NMOSD is a progressive autoimmune disease in which the optic nerve, which transmits signals between the eye and the brain, and the spinal cord (and to a lesser extent, the brain) become inflamed.

New or worsening symptoms, known as relapses, often occur without warning but may disappear altogether, sometimes without treatment. But some symptoms may persist, and more disabling relapses can follow.

Getting a diagnosis sooner, rather than later, can help doctors find the best treatment to ease the disease’s symptoms and keep future relapses from happening.

One way to reach a diagnosis is with blood testing to check for the presence of disease-causing autoantibodies such as those that target the water channel protein aquaporin-4 (AQP4). However, not all NMOSD patients will test positive for these autoantibodies.

As such, “there is a need for new biomarkers to meet clinical needs in diagnosis and monitoring,” the researchers wrote. This is especially true of blood biomarkers, given that their collection method is easier, more convenient, and less invasive compared with MRI or spinal fluid collection.
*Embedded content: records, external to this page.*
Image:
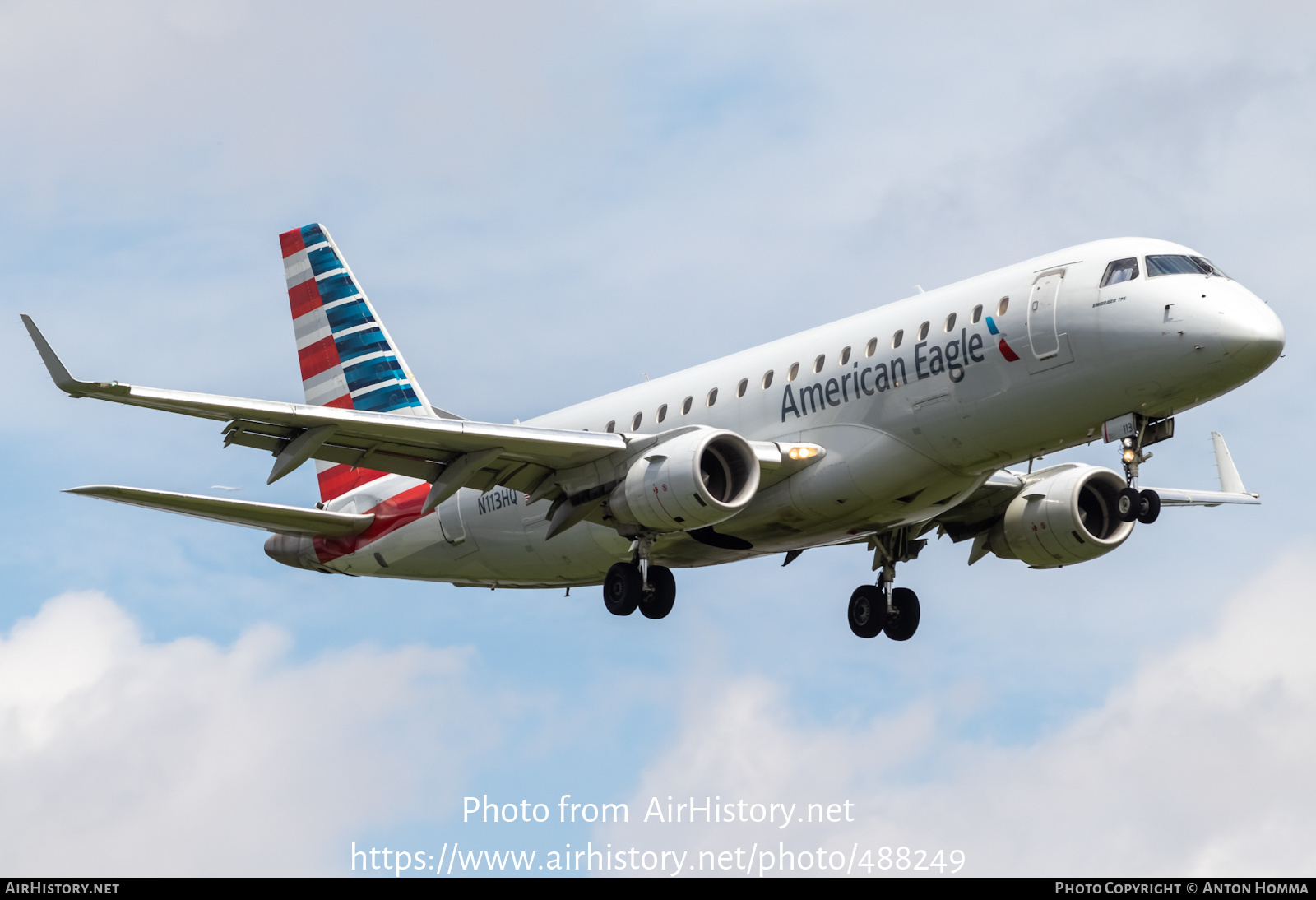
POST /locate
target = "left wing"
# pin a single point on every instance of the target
(484, 454)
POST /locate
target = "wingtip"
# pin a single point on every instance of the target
(58, 373)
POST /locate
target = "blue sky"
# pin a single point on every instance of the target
(545, 202)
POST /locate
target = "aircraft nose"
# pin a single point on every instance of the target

Now, a team of researchers in China used a technique called liquid chromatography–mass spectrometry/mass spectrometry (LC–MS/MS) to identify potentially new biomarkers of NMOSD.

This technique allowed them to determine the relative abundances of a list of proteins in brain tissue from a mouse model of NMOSD versus healthy mice.
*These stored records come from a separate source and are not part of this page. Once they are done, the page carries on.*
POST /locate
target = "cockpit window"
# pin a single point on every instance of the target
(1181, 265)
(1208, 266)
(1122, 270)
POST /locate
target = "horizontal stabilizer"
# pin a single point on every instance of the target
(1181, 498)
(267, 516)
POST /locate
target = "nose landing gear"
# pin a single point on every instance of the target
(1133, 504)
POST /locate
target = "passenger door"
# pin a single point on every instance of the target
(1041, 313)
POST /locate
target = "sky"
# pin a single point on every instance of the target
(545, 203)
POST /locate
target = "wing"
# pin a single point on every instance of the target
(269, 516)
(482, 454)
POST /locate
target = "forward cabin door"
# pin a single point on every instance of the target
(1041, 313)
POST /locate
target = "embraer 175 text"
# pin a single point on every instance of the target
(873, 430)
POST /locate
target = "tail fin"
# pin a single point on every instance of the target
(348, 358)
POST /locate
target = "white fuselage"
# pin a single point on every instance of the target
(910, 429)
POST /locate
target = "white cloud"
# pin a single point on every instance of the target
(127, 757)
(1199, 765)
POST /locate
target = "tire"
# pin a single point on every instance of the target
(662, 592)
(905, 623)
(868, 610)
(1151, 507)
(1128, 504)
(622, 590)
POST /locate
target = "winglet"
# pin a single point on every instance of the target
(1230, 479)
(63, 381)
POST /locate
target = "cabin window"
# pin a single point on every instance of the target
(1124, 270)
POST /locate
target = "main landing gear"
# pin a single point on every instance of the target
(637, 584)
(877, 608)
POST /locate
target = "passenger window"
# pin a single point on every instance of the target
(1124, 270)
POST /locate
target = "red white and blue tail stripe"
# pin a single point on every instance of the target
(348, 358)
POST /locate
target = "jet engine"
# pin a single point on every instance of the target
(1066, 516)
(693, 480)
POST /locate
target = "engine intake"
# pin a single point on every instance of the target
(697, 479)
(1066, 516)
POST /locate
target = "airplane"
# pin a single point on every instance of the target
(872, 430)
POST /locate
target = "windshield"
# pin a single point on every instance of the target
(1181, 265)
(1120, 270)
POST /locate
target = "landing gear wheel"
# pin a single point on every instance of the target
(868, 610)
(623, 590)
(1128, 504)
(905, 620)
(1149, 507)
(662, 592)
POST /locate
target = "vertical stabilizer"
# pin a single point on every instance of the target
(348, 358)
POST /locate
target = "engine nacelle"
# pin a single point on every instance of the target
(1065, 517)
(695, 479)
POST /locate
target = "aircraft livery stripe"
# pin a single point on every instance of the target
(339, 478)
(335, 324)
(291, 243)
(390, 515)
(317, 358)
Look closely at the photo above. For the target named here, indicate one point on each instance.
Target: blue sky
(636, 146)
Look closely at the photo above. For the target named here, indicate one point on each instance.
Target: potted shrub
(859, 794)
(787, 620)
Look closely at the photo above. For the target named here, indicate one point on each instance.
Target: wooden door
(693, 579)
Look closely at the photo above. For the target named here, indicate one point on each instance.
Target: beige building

The model developed the disease after receiving an injection of anti-AQP4 autoantibodies directly into the brain; the healthy mice were injected with healthy antibodies. In both groups, brain tissue near the injection site was collected for analyses.

The researchers found differences in the levels of 72 proteins: 31 were more abundant in brain lesions from mice with NMOSD-like disease, while 41 were less abundant than in healthy mice.

Of these, only four — GFAP, UCHL1, NfL, and tau — also were present in the animals’ blood samples.

All four proteins have been previously suggested as biomarkers of nerve cell damage. In addition, all have been shown to be involved in regulating the function of mitochondria, known as the powerhouses of cells.

Mitochondrial dysfunction has been implicated in several neurodegenerative diseases, including NMOSD.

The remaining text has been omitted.